Forex Trading, The Domino Effect
What Causes the Domino Effect To Occur?
Domino Effect Examples
The domino effect can also signal the end of trend cycles and help with more accurate trade exits. The market can go from trending to consolidating in the course of a few days. You can have several groups of pairs trending, then all of them begin consolidating. Over the next couple of days some pairs will see reversals against the trend "reversal dominoes", that may be good for some short term trades against the major trends. As a trader are you able to spot all of these situations. Example: AUD strength is currently driving the market. The AUD/USD and AUD/CAD hitting strong resistance, then EUR/AUD approaches major support, the remaining AUD pairs are getting closer to some major support or resistance level. It might be time to exit any trades based on AUD strength you are currently in based on these observations.
Domino Effect Example Number 7
Reserve currencies and commodity based currencies:
We trade eight currencies in our trading system. The CAD, AUD, and NZD based pairs are commodity based currencies, the remaining 5 currencies are reserve currencies. This information affects the market movements and sometimes helps with predicting what pairs might move next.
If the GBP/AUD and GBP/CAD and moving sideways, then start going up and build new trends, this means that the GBP is starting to strengthen versus the commodity based currencies. The most likely domino to fall next is the GBP/NZD. This pair will likely go up next because the GBP is strong against two of the other commodity based currencies, so we would expect the market to adjust and balance out the movements.

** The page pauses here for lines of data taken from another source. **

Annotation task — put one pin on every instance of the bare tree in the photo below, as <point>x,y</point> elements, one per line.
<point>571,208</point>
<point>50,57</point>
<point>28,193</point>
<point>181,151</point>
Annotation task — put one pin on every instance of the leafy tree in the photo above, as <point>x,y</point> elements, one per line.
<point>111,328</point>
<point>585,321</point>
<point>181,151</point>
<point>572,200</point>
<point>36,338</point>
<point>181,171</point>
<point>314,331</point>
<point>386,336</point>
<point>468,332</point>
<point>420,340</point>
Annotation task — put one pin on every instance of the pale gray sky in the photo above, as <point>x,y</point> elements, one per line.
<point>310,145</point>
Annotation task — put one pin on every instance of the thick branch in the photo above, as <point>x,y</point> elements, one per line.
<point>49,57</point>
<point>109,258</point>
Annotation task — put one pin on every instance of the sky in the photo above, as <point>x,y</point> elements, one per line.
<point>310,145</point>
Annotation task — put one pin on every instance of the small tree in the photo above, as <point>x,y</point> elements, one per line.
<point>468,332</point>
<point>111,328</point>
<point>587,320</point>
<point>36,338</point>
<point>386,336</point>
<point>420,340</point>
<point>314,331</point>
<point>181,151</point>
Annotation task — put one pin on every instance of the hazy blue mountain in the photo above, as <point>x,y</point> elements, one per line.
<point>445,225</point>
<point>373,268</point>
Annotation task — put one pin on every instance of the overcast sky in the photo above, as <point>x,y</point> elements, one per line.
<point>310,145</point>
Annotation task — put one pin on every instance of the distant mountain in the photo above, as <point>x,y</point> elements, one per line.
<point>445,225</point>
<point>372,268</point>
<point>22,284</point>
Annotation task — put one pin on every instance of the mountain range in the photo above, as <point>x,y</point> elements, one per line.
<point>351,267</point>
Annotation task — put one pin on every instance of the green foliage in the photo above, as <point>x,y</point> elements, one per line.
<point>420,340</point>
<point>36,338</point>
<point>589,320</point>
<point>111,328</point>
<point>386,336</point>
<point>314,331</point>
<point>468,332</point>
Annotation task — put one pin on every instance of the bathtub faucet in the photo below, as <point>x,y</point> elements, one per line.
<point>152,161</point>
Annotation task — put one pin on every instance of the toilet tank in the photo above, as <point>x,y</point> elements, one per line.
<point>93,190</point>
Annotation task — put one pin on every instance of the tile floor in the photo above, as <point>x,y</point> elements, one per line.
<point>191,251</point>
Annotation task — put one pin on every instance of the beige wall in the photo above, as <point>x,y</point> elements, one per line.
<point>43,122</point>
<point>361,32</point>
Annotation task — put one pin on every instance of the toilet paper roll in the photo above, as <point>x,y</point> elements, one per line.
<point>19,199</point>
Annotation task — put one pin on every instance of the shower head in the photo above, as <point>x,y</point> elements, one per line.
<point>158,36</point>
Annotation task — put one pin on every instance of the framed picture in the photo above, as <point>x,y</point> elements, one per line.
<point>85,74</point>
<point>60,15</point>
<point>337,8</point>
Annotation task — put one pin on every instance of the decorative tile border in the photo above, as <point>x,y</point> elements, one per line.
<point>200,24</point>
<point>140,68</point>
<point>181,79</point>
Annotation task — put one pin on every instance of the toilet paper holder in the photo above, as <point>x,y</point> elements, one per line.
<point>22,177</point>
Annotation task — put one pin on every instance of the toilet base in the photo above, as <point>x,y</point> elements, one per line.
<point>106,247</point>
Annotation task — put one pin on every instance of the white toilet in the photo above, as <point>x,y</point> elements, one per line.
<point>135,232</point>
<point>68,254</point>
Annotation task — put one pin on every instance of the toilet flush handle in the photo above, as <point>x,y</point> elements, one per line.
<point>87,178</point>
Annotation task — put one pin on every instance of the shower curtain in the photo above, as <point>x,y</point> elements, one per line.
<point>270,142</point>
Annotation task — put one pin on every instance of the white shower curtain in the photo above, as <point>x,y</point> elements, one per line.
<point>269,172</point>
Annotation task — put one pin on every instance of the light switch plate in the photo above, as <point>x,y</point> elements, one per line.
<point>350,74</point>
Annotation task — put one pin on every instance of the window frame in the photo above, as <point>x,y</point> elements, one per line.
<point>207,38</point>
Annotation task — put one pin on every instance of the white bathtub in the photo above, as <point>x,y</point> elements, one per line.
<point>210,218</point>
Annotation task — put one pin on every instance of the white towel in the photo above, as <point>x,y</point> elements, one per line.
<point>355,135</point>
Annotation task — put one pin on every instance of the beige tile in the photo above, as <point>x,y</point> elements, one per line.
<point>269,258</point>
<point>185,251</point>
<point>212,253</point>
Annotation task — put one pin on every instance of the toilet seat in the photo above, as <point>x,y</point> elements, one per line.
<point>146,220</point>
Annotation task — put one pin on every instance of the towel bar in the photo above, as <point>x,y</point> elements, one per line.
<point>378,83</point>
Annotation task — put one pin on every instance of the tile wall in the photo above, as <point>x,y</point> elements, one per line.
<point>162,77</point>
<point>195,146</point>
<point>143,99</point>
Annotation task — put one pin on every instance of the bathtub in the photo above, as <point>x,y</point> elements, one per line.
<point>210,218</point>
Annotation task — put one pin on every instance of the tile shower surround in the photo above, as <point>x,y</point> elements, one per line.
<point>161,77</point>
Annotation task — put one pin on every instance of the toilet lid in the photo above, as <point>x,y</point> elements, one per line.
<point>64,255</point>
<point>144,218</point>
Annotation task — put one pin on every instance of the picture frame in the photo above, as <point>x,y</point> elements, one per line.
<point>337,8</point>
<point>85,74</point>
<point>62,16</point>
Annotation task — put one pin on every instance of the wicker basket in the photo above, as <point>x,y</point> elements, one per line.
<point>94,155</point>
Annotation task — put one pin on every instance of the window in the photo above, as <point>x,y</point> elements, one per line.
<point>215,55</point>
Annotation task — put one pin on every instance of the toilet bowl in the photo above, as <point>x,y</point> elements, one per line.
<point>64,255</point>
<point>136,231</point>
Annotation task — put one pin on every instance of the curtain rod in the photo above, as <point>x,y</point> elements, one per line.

If the GBP goes up against the AUD, CAD and NZD, the next logical step after that would be for the GBP to continue strengthening against the reserve currencies. The GBP/USD and GBP/CHF should then start to move up as the dominoes continue to fall. The GBP can also start to strengthen against the reserve currencies first, then spread to the commodity based currencies, the opposite of the above example.
Conclusions About The Domino Effect
The domino effect is real. Currency pairs are not independent of each other, they are part of an overall framework of the forex market. Movement begets more movement as billions and trillions of dollars flow in and out of currencies daily. Our job, as traders, is to figure out where the movements are now and what pairs can be affected tomorrow and next week. When you see a market movement that creates an inefficiency, take note of it and remember that at some point the most efficient market in the world will make corrections to fix any imbalances. By being observant and using our tools and techniques you should be able to start predicting what pairs and groups of pairs will move next. Introducing a level of predictability to forex trading is only possible by taking a broad view of the market with careful analysis using these tools and techniques.